WHIP is suitable for remote contribution feeds, such as sports and news. Software or hardware encoders in the field can use WHIP for live ingestion to send camera feeds over the internet with minimal latency. This lets studio producers switch feeds or interact with on-site crew without the usual satellite uplink delay.

In-Browser Livestreaming

Browsers natively support WebRTC, so you can build apps that publish directly to a WHIP endpoint using standard APIs and a simple HTTP POST for signaling. It works without plugins or custom signaling services.

Unified Streaming Architecture

WHIP is often used alongside WebRTC-HTTP Egress Protocol (WHEP) to enable a real-time, end-to-end WebRTC streaming pipeline. In this case, a livestream is ingested via WHIP and delivered to viewers via WebRTC, rather than HLS.

This architecture is particularly useful for large-scale interactive webinars or online classrooms where you want minimal delay while serving large, global audiences.

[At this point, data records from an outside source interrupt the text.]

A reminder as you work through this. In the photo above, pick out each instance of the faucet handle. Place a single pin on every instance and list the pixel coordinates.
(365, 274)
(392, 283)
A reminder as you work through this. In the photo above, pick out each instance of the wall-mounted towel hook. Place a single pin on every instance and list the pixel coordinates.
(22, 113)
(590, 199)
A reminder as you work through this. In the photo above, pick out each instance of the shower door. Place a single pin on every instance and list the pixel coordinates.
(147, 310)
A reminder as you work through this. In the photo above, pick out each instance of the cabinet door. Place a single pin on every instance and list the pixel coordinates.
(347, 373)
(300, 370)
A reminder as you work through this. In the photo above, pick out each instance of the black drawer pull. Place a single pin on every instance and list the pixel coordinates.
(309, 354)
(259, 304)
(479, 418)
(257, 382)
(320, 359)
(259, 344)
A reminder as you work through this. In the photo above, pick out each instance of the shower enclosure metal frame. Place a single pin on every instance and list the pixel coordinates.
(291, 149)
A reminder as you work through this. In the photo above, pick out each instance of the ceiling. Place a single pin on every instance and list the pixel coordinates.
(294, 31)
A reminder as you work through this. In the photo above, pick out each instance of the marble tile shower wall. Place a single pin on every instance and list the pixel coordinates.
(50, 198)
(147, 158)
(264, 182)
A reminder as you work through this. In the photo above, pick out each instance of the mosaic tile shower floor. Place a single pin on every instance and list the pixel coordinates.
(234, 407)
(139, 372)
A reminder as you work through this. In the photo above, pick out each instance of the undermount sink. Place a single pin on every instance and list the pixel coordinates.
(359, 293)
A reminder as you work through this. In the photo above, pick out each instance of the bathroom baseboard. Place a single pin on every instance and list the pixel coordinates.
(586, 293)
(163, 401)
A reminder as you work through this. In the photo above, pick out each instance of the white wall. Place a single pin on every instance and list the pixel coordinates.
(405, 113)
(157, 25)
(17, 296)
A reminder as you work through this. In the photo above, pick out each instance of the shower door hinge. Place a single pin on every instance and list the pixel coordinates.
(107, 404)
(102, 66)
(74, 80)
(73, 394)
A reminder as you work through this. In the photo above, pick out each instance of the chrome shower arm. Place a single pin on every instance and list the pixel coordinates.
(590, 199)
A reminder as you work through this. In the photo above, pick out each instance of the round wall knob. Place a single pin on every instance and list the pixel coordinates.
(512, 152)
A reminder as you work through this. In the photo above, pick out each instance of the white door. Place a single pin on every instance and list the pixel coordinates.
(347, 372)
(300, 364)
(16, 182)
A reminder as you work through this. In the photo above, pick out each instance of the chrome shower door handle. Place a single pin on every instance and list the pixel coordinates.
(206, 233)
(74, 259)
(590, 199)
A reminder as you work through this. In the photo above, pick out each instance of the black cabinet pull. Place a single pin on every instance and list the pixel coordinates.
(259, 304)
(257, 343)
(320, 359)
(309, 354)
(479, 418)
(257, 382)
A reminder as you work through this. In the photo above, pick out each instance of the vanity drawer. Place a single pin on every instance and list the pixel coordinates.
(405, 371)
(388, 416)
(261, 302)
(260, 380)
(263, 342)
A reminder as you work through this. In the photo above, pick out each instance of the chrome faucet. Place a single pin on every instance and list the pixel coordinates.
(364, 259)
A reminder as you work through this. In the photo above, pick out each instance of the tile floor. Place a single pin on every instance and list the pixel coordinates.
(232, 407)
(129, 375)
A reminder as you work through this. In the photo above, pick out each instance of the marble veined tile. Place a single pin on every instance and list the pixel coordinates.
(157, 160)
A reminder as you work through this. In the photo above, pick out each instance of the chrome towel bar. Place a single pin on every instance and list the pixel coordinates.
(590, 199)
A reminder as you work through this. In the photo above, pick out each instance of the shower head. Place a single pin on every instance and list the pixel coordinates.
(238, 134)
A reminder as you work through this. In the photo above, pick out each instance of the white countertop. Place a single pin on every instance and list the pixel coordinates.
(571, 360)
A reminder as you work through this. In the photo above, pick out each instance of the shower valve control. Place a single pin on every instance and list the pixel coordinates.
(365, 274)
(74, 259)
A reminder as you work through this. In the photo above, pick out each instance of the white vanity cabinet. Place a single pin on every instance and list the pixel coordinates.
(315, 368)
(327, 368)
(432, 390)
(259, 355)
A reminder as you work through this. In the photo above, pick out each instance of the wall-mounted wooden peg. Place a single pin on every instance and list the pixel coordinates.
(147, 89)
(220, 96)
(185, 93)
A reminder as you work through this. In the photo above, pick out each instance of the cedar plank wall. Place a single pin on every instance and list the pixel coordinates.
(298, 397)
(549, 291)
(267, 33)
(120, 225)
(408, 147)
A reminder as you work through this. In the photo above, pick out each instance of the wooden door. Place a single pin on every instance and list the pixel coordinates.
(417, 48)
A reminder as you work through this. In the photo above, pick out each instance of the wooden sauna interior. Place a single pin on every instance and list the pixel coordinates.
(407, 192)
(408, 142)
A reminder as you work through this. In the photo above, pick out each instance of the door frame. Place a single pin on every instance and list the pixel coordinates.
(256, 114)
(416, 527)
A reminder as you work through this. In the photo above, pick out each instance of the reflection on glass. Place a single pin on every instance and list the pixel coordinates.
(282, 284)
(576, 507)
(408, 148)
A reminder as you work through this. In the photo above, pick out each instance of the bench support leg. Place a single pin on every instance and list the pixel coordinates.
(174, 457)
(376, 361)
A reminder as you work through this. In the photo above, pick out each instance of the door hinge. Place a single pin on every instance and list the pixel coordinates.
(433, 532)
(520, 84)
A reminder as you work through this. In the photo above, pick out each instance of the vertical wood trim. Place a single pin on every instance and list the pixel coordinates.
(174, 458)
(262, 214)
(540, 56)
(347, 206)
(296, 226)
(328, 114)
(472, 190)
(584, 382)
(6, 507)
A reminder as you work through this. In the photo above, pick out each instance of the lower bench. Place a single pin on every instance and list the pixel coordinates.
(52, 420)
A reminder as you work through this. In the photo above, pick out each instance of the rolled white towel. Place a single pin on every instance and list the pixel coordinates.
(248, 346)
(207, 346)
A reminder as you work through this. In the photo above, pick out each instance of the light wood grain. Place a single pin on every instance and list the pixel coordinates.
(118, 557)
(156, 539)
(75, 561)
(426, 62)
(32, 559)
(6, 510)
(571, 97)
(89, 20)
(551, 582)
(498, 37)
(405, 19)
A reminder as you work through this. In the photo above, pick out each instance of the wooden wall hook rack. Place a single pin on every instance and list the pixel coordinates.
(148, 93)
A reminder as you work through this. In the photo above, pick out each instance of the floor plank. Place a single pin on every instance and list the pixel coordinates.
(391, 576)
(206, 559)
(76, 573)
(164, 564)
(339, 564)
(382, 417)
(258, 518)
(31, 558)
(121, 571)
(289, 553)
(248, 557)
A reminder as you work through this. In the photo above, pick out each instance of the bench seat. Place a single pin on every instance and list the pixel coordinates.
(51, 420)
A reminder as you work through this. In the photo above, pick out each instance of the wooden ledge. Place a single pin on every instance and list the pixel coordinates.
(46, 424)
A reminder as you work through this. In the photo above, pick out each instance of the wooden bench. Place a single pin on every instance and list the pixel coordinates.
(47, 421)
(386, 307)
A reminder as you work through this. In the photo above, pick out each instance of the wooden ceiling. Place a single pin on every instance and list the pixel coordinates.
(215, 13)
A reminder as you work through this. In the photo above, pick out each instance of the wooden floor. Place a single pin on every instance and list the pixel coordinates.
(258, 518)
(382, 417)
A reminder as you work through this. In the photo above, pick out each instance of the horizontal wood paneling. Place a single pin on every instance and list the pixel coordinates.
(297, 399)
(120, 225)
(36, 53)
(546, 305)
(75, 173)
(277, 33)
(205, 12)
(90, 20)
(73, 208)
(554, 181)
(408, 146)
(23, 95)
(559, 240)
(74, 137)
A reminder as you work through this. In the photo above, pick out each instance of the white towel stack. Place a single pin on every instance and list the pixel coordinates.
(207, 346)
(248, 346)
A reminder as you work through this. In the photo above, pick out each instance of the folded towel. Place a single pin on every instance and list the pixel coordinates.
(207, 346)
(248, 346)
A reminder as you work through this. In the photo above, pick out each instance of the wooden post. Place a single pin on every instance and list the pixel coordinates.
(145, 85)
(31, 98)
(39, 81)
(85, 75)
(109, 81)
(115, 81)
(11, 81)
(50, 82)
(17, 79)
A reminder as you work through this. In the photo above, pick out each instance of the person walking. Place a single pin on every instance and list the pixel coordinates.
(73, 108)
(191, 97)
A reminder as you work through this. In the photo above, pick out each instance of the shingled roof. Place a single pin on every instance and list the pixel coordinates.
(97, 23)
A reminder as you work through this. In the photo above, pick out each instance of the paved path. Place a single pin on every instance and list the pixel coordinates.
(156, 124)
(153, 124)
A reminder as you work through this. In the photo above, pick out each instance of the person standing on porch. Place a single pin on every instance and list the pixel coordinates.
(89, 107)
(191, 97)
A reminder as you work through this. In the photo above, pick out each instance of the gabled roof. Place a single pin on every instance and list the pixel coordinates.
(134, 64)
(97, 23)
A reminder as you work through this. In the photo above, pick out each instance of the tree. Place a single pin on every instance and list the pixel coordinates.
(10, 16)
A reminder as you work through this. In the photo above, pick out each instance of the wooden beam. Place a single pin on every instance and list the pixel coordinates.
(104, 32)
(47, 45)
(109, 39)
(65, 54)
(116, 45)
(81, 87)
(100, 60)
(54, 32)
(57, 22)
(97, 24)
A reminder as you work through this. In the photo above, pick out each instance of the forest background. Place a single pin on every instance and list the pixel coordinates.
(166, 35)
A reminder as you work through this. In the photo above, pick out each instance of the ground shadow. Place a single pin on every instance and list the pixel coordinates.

Some platforms, such as Millicast and Dolby.io, support this model, effectively creating real-time CDNs.

OBS and Broadcast Software Integration

OBS Studio has built-in WHIP support that enables creators to publish sub-second, secure streams to compatible platforms using a simple server URL and bearer token.

If your users prefer the command line, FFmpeg or GStreamer can publish to the same endpoint with a similar URL-and-token setup.

Frequently Asked Questions

What’s WHIP Stream?

A WHIP stream is a live audio or video contribution feed published to a platform using the WHIP protocol. This is the upstream part of the workflow and not the video in the viewer playback.

What Does WHIP Stand For?

It stands for the WebRTC-HTTP Ingestion Protocol, an IETF standard that defines a simple HTTP handshake. The handshake involves a POST request for an SDP offer and an answer in response, so encoders can publish live audio/video over WebRTC without custom signaling.

What Is WHIP and WHEP?

WHIP is for ingest, while WHEP handles egress with similarly minimal signaling, enabling player clients to receive the stream over WebRTC.

What Is WHIP in Software?

In software, WHIP is a protocol that defines the roles of a client and a server. The WHIP client is a feature within broadcasting software like OBS Studio, a hardware encoder, or a custom web application that sends a media stream. A WHIP endpoint is a specific URL on a media server designed to accept that stream.

What Is the WebRTC Protocol Used For?

WebRTC is used for real-time video, audio, and data delivery with sub-second latency. It's used in interactive livestreams and device control. It's built into modern browsers, adapts to changing network conditions, and traverses NATs with ICE.